Non esistono disastri naturali, esistono eventi naturali che divengono catastrofi grazie a decenni in cui si è considerata la fragilità del suolo un problema da sorvolare, da stemperare, magari da raddrizzare con analisi tecniche parziali e mitigate, a volte, in base all’indirizzo politico o economico .
E anche se sappiamo bene che le responsabilità sono vecchie, è pur vero che quando , ogni giorno, si devono fare le scelte, a quelle responsabilità lontane se ne aggiungono continuamente di nuove. Ne è un esempio quanto accaduto non decenni ma solo tre anni fa, durante la vicenda del Piano territoriale Provinciale, quando quaranta sindaci ci accusarono di essere “vincolanti” perché il piano era troppo “precauzionale” rispetto alla fragilità del suolo e alla tutela dello spazio dei fiumi. Anche allora, sembrava impossibile si facessero certi ragionamenti. Come non vi fosse memoria delle tragedie vissute in passato dal territorio bellunese. Come se economia potesse essere solo e sempre coprire suolo. Eppure è accaduto.

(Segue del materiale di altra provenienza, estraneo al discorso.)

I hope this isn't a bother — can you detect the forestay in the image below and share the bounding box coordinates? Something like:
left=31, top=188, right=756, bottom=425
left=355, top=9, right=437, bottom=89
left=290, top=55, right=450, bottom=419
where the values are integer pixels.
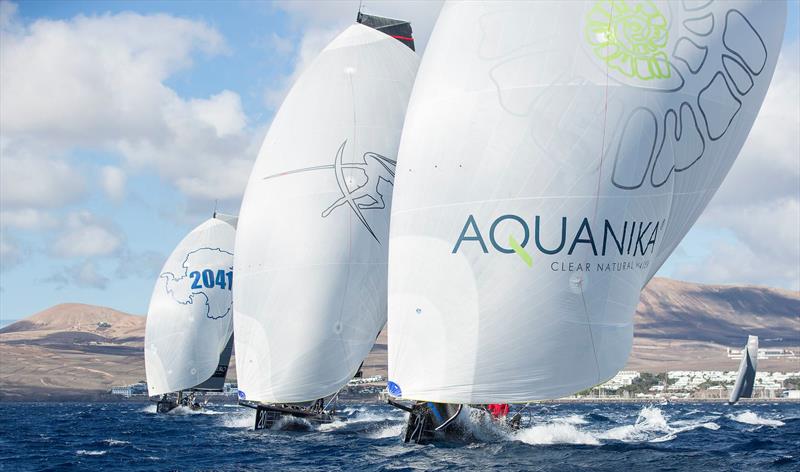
left=234, top=24, right=418, bottom=403
left=388, top=1, right=786, bottom=403
left=144, top=218, right=236, bottom=395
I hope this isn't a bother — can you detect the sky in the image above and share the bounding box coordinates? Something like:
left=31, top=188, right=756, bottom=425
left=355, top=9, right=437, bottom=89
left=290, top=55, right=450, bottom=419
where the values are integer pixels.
left=0, top=0, right=800, bottom=321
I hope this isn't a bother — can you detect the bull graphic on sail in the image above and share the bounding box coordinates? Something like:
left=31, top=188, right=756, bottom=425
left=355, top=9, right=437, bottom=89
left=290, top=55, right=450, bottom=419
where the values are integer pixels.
left=264, top=140, right=397, bottom=244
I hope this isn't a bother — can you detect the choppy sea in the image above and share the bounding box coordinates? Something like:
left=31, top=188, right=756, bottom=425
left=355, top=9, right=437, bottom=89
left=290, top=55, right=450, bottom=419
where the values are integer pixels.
left=0, top=403, right=800, bottom=471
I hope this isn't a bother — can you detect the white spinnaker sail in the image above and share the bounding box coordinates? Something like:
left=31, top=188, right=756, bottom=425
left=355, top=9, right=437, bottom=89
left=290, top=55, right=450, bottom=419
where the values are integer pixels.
left=234, top=24, right=418, bottom=402
left=388, top=1, right=785, bottom=403
left=728, top=336, right=758, bottom=404
left=144, top=218, right=236, bottom=396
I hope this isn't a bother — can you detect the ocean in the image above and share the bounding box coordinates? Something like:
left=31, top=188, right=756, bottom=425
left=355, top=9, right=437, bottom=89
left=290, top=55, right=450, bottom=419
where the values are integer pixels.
left=0, top=402, right=800, bottom=471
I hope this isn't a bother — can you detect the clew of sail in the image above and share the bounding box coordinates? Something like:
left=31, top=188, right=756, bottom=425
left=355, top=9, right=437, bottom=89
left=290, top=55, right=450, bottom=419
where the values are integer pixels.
left=234, top=24, right=418, bottom=403
left=728, top=336, right=758, bottom=404
left=388, top=0, right=786, bottom=403
left=144, top=218, right=236, bottom=396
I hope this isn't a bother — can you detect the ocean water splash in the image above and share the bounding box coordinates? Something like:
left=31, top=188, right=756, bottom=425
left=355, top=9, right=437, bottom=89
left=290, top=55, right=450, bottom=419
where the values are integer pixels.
left=0, top=402, right=800, bottom=472
left=220, top=407, right=256, bottom=429
left=728, top=410, right=786, bottom=427
left=510, top=422, right=600, bottom=446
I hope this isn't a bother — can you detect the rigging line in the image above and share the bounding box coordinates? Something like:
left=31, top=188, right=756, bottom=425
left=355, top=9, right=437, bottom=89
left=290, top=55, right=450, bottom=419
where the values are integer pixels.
left=336, top=67, right=356, bottom=380
left=578, top=0, right=614, bottom=381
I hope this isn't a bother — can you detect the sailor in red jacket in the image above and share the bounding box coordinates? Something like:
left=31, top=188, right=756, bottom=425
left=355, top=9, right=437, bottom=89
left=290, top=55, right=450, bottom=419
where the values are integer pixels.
left=486, top=403, right=509, bottom=418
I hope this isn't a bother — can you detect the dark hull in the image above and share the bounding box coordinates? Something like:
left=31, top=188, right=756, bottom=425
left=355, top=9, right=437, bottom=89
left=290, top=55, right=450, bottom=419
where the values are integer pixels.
left=239, top=402, right=337, bottom=430
left=156, top=398, right=178, bottom=413
left=389, top=400, right=520, bottom=444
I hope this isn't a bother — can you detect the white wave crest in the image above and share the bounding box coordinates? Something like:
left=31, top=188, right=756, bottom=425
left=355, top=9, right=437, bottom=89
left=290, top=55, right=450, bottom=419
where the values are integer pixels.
left=598, top=406, right=719, bottom=442
left=552, top=415, right=589, bottom=425
left=512, top=422, right=600, bottom=446
left=169, top=405, right=224, bottom=415
left=728, top=410, right=786, bottom=427
left=75, top=449, right=108, bottom=456
left=222, top=408, right=256, bottom=429
left=103, top=439, right=130, bottom=446
left=367, top=424, right=404, bottom=439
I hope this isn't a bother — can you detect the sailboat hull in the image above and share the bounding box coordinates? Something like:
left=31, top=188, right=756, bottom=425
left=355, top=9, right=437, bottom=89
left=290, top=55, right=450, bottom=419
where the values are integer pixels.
left=156, top=398, right=178, bottom=413
left=239, top=402, right=338, bottom=430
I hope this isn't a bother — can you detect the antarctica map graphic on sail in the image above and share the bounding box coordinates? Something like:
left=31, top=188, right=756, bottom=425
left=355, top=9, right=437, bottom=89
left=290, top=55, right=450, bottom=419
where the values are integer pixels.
left=264, top=140, right=397, bottom=243
left=159, top=247, right=233, bottom=319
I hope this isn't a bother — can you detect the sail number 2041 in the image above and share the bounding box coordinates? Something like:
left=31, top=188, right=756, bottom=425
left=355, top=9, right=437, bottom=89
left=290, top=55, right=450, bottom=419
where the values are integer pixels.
left=189, top=269, right=233, bottom=290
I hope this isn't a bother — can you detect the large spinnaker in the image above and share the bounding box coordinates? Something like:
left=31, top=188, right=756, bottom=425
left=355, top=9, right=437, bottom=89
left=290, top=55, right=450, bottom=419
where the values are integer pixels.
left=144, top=218, right=236, bottom=396
left=388, top=1, right=785, bottom=403
left=234, top=24, right=418, bottom=403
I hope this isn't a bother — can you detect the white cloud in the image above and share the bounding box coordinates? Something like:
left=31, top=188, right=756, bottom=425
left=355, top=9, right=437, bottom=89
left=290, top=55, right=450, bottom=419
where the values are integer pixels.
left=52, top=211, right=124, bottom=258
left=0, top=208, right=58, bottom=230
left=0, top=142, right=86, bottom=209
left=673, top=43, right=800, bottom=290
left=41, top=260, right=109, bottom=290
left=0, top=232, right=22, bottom=272
left=0, top=4, right=258, bottom=207
left=70, top=261, right=108, bottom=289
left=100, top=166, right=126, bottom=201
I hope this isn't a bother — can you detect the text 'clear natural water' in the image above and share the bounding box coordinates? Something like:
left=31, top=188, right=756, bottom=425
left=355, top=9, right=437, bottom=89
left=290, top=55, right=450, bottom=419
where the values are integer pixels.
left=0, top=403, right=800, bottom=470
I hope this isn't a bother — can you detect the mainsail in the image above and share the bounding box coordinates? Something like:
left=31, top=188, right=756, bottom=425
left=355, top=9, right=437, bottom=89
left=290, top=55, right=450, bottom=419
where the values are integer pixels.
left=234, top=18, right=418, bottom=403
left=728, top=336, right=758, bottom=404
left=388, top=0, right=786, bottom=403
left=144, top=218, right=236, bottom=396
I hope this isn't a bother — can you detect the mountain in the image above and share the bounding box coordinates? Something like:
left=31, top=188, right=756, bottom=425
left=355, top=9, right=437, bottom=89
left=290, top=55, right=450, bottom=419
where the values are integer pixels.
left=0, top=278, right=800, bottom=400
left=625, top=277, right=800, bottom=372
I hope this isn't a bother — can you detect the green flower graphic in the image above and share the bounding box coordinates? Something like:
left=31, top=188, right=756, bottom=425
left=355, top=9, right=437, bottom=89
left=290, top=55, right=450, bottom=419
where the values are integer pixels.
left=584, top=0, right=671, bottom=80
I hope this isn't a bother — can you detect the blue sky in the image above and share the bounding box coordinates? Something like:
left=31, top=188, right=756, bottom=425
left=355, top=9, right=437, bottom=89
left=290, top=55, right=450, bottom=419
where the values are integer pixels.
left=0, top=1, right=800, bottom=320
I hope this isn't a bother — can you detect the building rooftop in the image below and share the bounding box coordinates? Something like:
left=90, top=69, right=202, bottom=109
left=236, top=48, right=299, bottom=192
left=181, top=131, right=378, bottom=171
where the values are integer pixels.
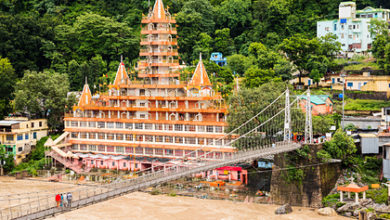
left=300, top=95, right=333, bottom=105
left=0, top=120, right=21, bottom=126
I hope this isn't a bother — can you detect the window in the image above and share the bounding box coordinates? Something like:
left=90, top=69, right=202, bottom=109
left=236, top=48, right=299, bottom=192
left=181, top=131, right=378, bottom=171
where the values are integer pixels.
left=107, top=122, right=114, bottom=128
left=175, top=137, right=183, bottom=144
left=164, top=124, right=173, bottom=131
left=145, top=147, right=153, bottom=155
left=88, top=121, right=96, bottom=128
left=116, top=134, right=123, bottom=141
left=88, top=145, right=96, bottom=151
left=165, top=149, right=173, bottom=156
left=126, top=134, right=133, bottom=141
left=145, top=135, right=153, bottom=142
left=125, top=147, right=133, bottom=154
left=98, top=121, right=106, bottom=128
left=185, top=125, right=195, bottom=131
left=175, top=125, right=183, bottom=131
left=115, top=146, right=125, bottom=153
left=145, top=123, right=153, bottom=130
left=135, top=123, right=144, bottom=130
left=165, top=136, right=173, bottom=143
left=80, top=144, right=87, bottom=150
left=154, top=124, right=164, bottom=131
left=125, top=123, right=133, bottom=129
left=215, top=126, right=222, bottom=133
left=115, top=122, right=123, bottom=128
left=185, top=137, right=196, bottom=144
left=156, top=136, right=164, bottom=143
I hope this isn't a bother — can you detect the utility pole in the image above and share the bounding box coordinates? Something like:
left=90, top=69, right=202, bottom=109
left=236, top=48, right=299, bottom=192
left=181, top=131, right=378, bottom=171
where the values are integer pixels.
left=340, top=73, right=345, bottom=131
left=284, top=87, right=291, bottom=142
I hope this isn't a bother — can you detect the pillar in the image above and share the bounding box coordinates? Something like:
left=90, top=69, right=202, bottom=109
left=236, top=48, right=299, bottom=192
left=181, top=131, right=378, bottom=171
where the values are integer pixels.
left=355, top=193, right=359, bottom=203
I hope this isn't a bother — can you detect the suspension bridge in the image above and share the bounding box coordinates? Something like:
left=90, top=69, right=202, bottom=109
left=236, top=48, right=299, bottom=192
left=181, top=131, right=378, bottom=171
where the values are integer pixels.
left=0, top=89, right=313, bottom=219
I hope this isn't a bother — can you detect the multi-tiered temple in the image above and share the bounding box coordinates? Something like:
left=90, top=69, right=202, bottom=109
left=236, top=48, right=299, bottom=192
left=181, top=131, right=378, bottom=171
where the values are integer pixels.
left=47, top=0, right=233, bottom=171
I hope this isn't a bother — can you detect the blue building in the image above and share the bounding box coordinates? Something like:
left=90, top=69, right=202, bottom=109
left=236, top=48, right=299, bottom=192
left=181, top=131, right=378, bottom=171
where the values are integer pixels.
left=317, top=2, right=390, bottom=53
left=210, top=52, right=227, bottom=66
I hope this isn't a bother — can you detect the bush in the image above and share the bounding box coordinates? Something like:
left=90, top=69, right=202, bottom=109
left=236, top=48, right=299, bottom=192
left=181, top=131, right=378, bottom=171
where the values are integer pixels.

Ecco perché credo che il problema sia culturale oltre che politico e che, anche se tutti invocano il cambiamento di metodo, l’impegno vero si verifica solo e sempre lontano dalle emergenze. Quando serve il coraggio di scelte impopolari, quando si dove rinunciare a un certo consenso, quando si dove dire alcuni no ai poteri forti e alla richiesta di espansioni, varianti e costruzioni inutili, quando si dove dire un NO corale in parlamento all’ennesimo condono. Quando finalmente si metteranno in atto azioni per una nuova economia basata sull’edilizia del recupero, agricoltura e manutenzione del territorio? Quando finalmente i nostri amministratori faranno i nuovi strumenti di Pianificazione ? (che fine hanno fatto tutti i PAT che i comuni avevano messo in cantiere? come mai non vanno avanti?)
Eppure non esiste altra strada possibile. Coraggio e determinazione durante i disastri non basta più. Bisogna mettere in atto una nuova politica e una nuova cultura del territorio. A tutti i livelli. Coniugando azioni locali e programmazione regionale e nazionale.
Perché, vista l’ampiezza del fenomeno, il vero dramma è che il governo del territorio è l’ultimo dei temi nel quadro delle riforme che l’Italia ha in Agenda. Non è considerato gerarchicamente rilevante . Come non fosse un problema anche economico, anche sociale , salvo poi diventare un’emergenza quando mezza Italia va sott’acqua, quando ci sono morti, sfollati, agricoltura e imprese in ginocchio. E si deve, di corsa, impegnare 64 miliardi per la sicurezza del suolo.
E’ proprio ora di cambiare registro. E deve essere un impegno collettivo che occupi trasversalmente i mondi che si occupano del territorio, in primis della politica , ma non solo.